The Respondent argues that all relevant matters were canvassed before the tribunal and they reached a decision based on their expert judgment. It is submitted that the sanction is consistent with guidance and authority.

41.

It accepts the content of the letter of 29 January 2019 but that the position by the date of the determination of the sanction had changed. The GMC had contacted the Registrant notifying her that their position had changed in light of the view that she lacked insight and posed a risk of repeating her behaviour.

42.

Dishonesty had been proved but was still denied by the Registrant. Rather than accepting the findings of the tribunal she had written to the panel making unfounded allegations of racism.

43.

The law is well established. The sanction to be imposed has more than one function, it is not simply to impose punishment upon the Registrant but also to protect the public and to maintain public confidence in the medical profession and its ability to regulate practitioners.

44.

The Registrant is right to argue that erasure is not an inevitable consequence of findings of dishonesty. There are many other considerations, as follows;

i)

She has not accepted or acknowledged her conduct and therefore shows no

insight,

ii)

The dishonest conduct proved was serious and persistent,

iii)

Her reaction to the findings was to make unfounded allegations of racism against members of the panel and

iv)

The sanction must adequately meet the need to protect the public and maintain public confidence in the profession and its ability to regulate practitioners.

45.

It is not for this court to consider what sanction it would impose. Consequently, it is not sufficient to upset the tribunal’s finding to conclude that the sanction was harsh. To be susceptible of variation the sanction must be disproportionate to the allegations and the other obligations of the panel.

46.

The tribunal gave fully argued reasons for its findings.
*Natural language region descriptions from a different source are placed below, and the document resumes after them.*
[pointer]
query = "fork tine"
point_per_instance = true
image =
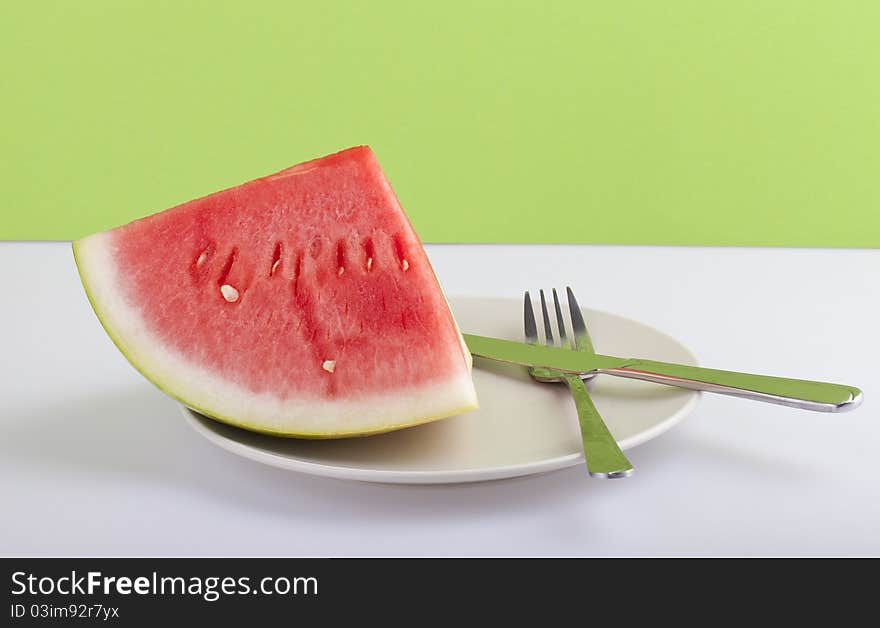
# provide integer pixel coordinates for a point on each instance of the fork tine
(560, 322)
(529, 318)
(581, 335)
(548, 331)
It considered, as it was required to do, whether any lesser sanction would suffice. It considered all the testimonials produced on behalf of the Registrant and, in particular, that no direct harm had been caused to any patient.

47.

Taking all proper matters into consideration the expert panel found that the required sanction was erasure from the Register. There is no sufficient reason for this court to interfere with that finding.

48.

Accordingly the appeal against the findings of the tribunal is refused.